23mi was my longest trip until the weekend. I rode 40 miles on Saturday, followed by 50 miles on Sunday. Now my body is still very sore. You're saying that once I can comfortably ride 50mi, I should have no trouble with 100mi?

Thanks.


----------



## tystevens (Jul 10, 2008)

Congrats! That looks like a great ride, especially this time of year. I was thinking of doing either the 1/2 or metric option, but it didn't work out for my schedule. I did Coalville to Oakley and back earlier this summer, and it was best road ride I have done so far. How was Heber to Kamas? Seems like a pretty good climb in my recollection from having driven the route. Hopefully I'll be there next year, maybe even for the full 100 miles.
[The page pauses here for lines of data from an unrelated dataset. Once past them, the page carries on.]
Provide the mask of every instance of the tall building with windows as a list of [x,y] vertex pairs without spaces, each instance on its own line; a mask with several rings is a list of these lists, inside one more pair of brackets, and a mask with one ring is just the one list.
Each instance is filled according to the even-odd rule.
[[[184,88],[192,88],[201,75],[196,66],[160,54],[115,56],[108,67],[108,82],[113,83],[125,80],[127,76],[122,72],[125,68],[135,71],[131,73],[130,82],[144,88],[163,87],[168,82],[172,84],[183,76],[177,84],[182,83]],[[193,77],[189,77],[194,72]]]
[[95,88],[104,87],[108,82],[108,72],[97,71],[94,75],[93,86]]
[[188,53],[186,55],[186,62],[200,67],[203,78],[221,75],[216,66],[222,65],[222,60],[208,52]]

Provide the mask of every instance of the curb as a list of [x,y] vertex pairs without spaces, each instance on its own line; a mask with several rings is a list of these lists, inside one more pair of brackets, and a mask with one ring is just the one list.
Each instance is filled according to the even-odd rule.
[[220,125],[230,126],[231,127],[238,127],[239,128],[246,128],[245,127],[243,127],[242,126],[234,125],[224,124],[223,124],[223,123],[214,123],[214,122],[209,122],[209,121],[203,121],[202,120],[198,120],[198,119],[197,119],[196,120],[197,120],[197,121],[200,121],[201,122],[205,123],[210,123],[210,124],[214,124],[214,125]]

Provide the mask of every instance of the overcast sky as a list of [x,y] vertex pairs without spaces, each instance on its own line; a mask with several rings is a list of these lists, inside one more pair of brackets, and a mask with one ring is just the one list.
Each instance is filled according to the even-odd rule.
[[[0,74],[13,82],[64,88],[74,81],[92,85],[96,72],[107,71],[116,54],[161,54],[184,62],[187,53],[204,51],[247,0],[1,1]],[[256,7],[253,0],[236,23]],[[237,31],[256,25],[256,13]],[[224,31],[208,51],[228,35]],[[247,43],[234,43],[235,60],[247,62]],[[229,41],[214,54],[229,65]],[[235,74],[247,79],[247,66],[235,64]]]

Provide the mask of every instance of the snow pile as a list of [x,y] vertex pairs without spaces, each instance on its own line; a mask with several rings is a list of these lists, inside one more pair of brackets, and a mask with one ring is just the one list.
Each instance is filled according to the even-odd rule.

How long have you been cycling? What did you do to prepare? I've done several 40 to 60 mile solo rides, but I've never ridden in a group of more than 3 people, and then, only once. For some reason, I'm a little apprehensive of a group ride, but I'll do it sooner or later. Have you done any of the other local Utah group rides (obviously the 1/2 or metric options)? How did it compare? I plan to do either the Antelope Island or Tooele Valley (Ghosttown or something like that) next year -- they look like pretty easy centuries from a topography standpoint. Anyway, congrats!


----------



## Peanya (Jun 12, 2008)

beetz12 said:


> Einstruzende,
> 
> Thanks for sharing your experience. I went on a 50 mile ride yesterday and I was a wreck at the end. Extreme fatigue, leg pain, and headaches dizziness for the rest of the day.
> 
> ...


Take a nap after a long ride, it does a world of good. I take ibuprofin near the end/middle mark to avoid the headache (especially when it's hot!). Dizziness sounds like you didn't hydrate enough and get enough food intake either.


----------